Government is different. It has more power. It has the power to take money off people, sending them to prison if they refuse to pay. It has the power to make everyone do as it says, by changing the law. It operates on a huge scale, affecting directly the lives of every single person in the country. Those characteristics, you might have thought, would encourage the use of the very best techniques of personnel selection, retention and promotion.
Instead, reshuffles are often seen as ways of disciplining MPs by idle threats and hints of advancement. We read of far more reshuffles than are carried out. We read of far more sackings than happen. Whilst some of the press stories on Ministerial changes are planted by others which the government cannot control, some of the most persistent have under various PMs come from the centre. A Minister learns of his pending sacking from a paper, not from his boss.
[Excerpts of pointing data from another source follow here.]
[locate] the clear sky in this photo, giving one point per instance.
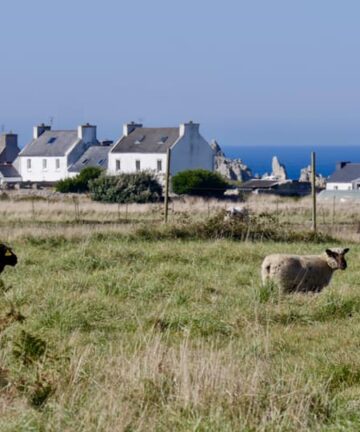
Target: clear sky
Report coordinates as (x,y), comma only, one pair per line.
(251,72)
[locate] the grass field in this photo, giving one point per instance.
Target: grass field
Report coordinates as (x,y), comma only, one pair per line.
(101,330)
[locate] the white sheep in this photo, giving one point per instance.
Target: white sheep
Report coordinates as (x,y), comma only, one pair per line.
(236,213)
(303,272)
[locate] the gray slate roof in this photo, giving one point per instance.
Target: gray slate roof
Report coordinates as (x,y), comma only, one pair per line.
(8,171)
(92,157)
(51,143)
(147,140)
(347,174)
(9,153)
(259,184)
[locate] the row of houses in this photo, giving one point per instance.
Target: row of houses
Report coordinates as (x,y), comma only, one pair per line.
(53,155)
There are three good reasons why some Ministers need to be sacked. If a Minister is not good at the job and lacks the Ministerial skills, he or she might need to be asked to stand down. This should only follow clear warnings, the offer of mentoring and training, and all the other usual efforts made in business to get an executive to perform. The eventual sacking if the help fails should not be a surprise and should be managed by mutual private communication.
If a Minister is becoming too detached from the government’s policy, is becoming an encouragement for dissenting views, and is seeking to rally MPs or other outside forces to his cause, the PM may have to move him or her or get them to leave. This should also follow attempts to get the Minister to play by the rules and to stick to the common line. Mr Clegg should be having these types of conversation with Mr Cable, who often seems to be a loose cannon seeking to appeal to Lib Dems thinking of a different Leader by providing a running critical commentary on the government he is meant to defend.
If a decent hard working Minister has spent a long time at a given level of government and is not thought suitable for promotion, there comes a time when his or her place might be needed for some new talent. This is the more difficult case for sacking. The sensible way to handle this would be for the PM when appointing a PUSS or a Minister of State to outline the options for the future. He could say that typically someone might be a junior Minister for up to say 4 years, but then it would be upwards or out. The regular reviews a junior Minister should have with a Senior Minister would cover the Ministers future eligibility and suitability for promotion. By the time the Minister was asked to leave without promotion it should be no surprise, as expectations would be managed accordingly.
Quite often the need for changes to Ministerial ranks is forced on a PM. This government has had to find a new Chief Secretary to the Treasury and a new Energy Secretary following the enforced resignations of Mr Laws and Mr Huhne. More recently the government has lost its Railway Minister to the ambition of becoming Deputy Speaker. If the government is following a good policy of career advancement and training there will be natural successors available to bring on.
Managing expectations and eliminating most surprises will remove much of the bitterness from sackings. If someone is sacked out of the blue they will feel the world is unfair and will resent the PM. If they have been through a long process of trying to meet targets and expectations but have failed at least they will understand why they have gone and will have had a chance to put it right. If they have not made it to promotion they will have some idea of why and may be more reconciled. It will not have been a shock. Each category could also be given some flexibility on leaving date if that would help. We need to get away from the idea that many jobs have to be switched all at the same time. Occasional minor adjustments might be a better, less destabilising way.
Equally important to the task of removing people without surprise or without too many feelings of ill will is the task of giving new Ministers clear instructions on what they are expected to achieve. Indeed, you can only have a fair and effective system of personnel management if people are set achievable tasks and are judged by reasonable criteria on how well they have achieved those tasks. I will talk in a later blog about what the different levels of Minister should be expected to do, and how a PM and his senior Ministers can monitor, assess and encourage to get better results.